ZF beschleunigt digitale Transformation mit Microsoft Cloud

16. November 2021, 13:44 Uhr | Kathrin Veigel

Fortsetzung des Artikels von Teil 1

Vereinfachte Engineering-Prozesse

Digitale Produkt- und Entwicklungsplattformen innerhalb der Forschung und Entwicklung von ZF können durch die ZF Cloud auf einen nahtlosen Datentransfer ausgerichtet werden. In Zusammenarbeit mit Microsoft nutzt ZF dabei die Clouddienste und Entwicklertools von Azure sowie die Erfahrung von Microsoft in der agilen Softwareentwicklung. Durch die Microsoft-Tools für Software-Entwicklung und -Betrieb (DevOps) kann das Unternehmen seine multidisziplinäre Zusammenarbeit in den Bereichen Automatisierung, Testen, Monitoring und der fortlaufenden Software-Auslieferung mit agilen Methoden weiter verbessern.
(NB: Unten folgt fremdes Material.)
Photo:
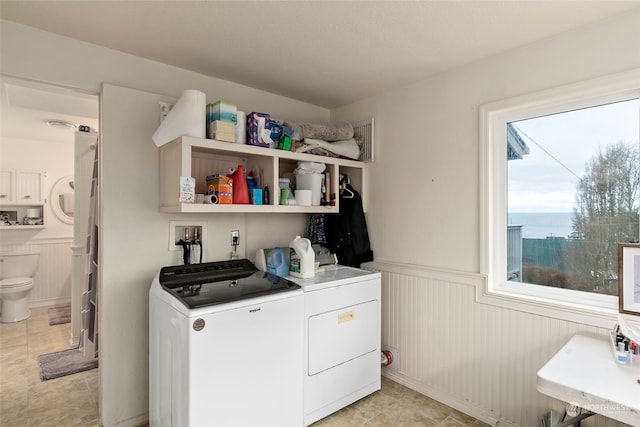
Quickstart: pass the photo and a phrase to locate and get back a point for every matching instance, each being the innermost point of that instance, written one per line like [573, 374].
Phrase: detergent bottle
[301, 258]
[277, 264]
Darüber hinaus hilft Azure beispielsweise dabei, Daten aus global agierenden Flotten für Simulationen zu verarbeiten, die mit dem Höhenstandsensor im Fahrwerk verknüpft sind. Dieses neue ZF-Produkt kann kontinuierlich Straßenzustandsdaten in die Cloud senden und durch einen integrierten Algorithmus den Fahrer und andere Verkehrsteilnehmer effektiv vor Gefahren schützen.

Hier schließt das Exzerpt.